In un bellissimo articolo pubblicato qualche mese fa sul Foglio, lo scrittore Vanni Santoni ha ricordato che per la generazione anticasta il complottismo è diventato il modo più logico sia per spiegare come va il mondo sia per ribellarsi al flusso di informazioni ordinario a colpi di fake news (il sottosegretario all’editoria Vito Crimi teorizza da tempo che le fake news sono la spia non di un problema ma di una sana “libertà di espressione”). Gérald Bronner, sociologo dell’Università Paris-Diderot, autore del libro “La democrazia dei creduloni” sostiene da tempo che la nuova sfida della nostra società sia costruire una democrazia della conoscenza contro la democrazia dei creduloni. La portata di questa sfida dovrebbe essere compresa anche da quella classe dirigente che non dovrebbe coltivare la conoscenza a colpi di fake news su Soros. Naturalmente il tentativo di alimentare una democrazia dei creduloni non è un’invenzione dei populisti, ma ciò di cui i sovranisti contemporanei non si rendono conto è che una volta acceso il ventilatore dell’estremismo complottista il fango che si sparge non è più controllabile.

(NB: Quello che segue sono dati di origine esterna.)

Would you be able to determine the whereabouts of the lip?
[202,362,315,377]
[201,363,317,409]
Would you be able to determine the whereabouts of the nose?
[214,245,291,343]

Il populista antisistema usa spesso la chiave del complotto per fuggire dalla realtà, ma quando lo fa tende a sottostimare quali sono le conseguenze che possono innescarsi dalla legittimazione dell’algoritmo del complotto. Nel migliore dei casi la fuga è dalla realtà. Nel peggiore dei casi la fuga è dalla ragione. E l’antisemitismo in questa storia, nella storia dei nuovi populismi, non è la molla ma è la tragica conseguenza di una democrazia governata a misura di creduloni.